January jobs report could show omicron caused first steep decline in payrolls in more than a year
The sudden slam to the economy from the omicron Covid variant could show up in January’s employment report as the first big loss of jobs since late 2020.
Economists have wide-ranging expectations for the report, expected Friday at 8:30 a.m. ET. Economists polled by Dow Jones call for a 150,000 gain in payrolls. However, many economists — like those at PNC, Jefferies, Morgan Stanley, Goldman Sachs and Wilmington Trust — expect big losses.
“There’s no question this is omicron. It’s a pandemic and it’s not without consequences,” said Diane Swonk, chief economist at Grant Thornton. She noted the number of jobs lost could be especially high because many workers are not paid sick leave, and if they call out ill, they are not counted as working.
PNC forecast the most job losses at 400,000. Other forecasts include a gain of as many as 250,000 jobs. The last time the monthly employment report was negative was December 2020, when it was down 306,000 and parts of the economy were still shut down.

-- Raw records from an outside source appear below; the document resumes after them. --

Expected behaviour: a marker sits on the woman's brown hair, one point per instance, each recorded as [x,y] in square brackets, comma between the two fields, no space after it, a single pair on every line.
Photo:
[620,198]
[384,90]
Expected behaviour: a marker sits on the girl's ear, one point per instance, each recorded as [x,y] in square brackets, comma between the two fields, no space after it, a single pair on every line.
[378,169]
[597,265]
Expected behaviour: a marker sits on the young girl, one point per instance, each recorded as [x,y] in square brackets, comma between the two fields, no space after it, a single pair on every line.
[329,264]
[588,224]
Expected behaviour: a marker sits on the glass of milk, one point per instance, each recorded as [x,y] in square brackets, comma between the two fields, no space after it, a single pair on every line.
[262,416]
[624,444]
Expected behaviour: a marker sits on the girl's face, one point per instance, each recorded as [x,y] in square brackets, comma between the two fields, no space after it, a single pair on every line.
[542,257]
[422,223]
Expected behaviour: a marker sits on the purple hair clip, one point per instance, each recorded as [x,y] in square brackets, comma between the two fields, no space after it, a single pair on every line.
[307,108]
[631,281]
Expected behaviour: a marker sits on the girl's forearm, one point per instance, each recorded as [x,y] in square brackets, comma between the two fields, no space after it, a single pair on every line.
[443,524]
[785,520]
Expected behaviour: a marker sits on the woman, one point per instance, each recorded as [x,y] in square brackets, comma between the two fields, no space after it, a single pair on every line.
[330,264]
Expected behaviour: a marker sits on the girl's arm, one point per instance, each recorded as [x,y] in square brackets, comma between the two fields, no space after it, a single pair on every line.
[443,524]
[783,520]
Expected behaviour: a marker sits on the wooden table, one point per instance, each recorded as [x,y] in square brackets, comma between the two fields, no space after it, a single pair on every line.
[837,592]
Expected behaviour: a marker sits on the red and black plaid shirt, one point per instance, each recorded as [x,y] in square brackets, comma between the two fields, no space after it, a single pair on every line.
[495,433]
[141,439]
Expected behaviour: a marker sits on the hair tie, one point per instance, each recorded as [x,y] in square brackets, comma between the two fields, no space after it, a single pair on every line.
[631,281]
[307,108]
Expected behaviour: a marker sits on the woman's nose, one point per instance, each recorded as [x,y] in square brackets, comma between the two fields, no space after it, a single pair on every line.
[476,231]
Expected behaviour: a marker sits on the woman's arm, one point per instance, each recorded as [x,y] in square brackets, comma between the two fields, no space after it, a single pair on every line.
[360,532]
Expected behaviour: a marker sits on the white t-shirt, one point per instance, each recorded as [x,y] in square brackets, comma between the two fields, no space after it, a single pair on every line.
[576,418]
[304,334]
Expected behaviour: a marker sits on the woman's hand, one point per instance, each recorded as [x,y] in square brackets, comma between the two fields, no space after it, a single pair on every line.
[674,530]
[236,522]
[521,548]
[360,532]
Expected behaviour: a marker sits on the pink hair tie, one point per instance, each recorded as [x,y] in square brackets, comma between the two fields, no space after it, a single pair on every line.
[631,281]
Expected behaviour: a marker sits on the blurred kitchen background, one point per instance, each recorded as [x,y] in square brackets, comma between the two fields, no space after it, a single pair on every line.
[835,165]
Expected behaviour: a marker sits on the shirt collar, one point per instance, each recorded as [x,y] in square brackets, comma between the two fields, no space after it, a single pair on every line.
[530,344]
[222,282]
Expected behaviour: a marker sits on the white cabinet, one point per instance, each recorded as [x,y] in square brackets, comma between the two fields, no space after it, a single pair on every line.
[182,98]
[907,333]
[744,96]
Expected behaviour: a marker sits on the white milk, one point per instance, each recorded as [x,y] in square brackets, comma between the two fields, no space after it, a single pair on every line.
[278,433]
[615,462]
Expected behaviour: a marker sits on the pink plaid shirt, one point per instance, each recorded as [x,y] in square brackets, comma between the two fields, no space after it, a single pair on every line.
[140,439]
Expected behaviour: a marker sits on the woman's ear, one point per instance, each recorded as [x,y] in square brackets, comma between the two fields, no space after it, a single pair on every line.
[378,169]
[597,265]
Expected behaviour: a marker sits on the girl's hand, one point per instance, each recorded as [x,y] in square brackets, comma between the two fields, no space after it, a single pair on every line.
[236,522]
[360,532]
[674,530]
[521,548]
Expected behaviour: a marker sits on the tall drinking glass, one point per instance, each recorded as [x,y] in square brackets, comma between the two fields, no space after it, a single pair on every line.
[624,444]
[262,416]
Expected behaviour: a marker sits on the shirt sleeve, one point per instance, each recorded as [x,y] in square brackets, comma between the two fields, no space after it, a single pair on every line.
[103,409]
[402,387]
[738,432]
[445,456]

According to Dow Jones, economists expect the employment rate to remain the same at 3.9%. They forecast a gain in average hourly wages of 0.5% on a monthly basis, or a 5.2% increase year over year. That’s compared to a monthly rise of 0.6%, or about 4.7% on an annualized basis, in December.
The ‘fog of omicron’
Swonk said she expects a flat to negative number of jobs, and she said job losses could easily be in a range of several hundred thousand.
“It’s the fog of omicron. You can’t see through it,” she said. Swonk expects some recovery in February and a bounce back by March. She noted that unemployment claims are falling again after a sudden surge in January.
Tom Simons, money market economist at Jefferies, has been expecting a loss of 200,000 jobs.
“I think the market has already baked this in at this point. There could be some initial volatility,” he said.
“But it’s like one of those days where a half hour after the payrolls print, the market goes back to unchanged… it’s one of those things where the stakes are not particularly high because everyone understands why the data is weird.”
For the Federal Reserve, the report should confirm the swift negative reaction in the labor market to omicron, and it is not a surprise. It is also likely to have no impact on Fed policy or interest rate hikes since omicron’s effects are expected to be fleeting.
Swonk said the Bureau of Labor Statistics has had a particularly hard time reporting the pandemic’s impact on the labor force. Initially, it undercounted job losses in 2020, and then later did not add them fast enough.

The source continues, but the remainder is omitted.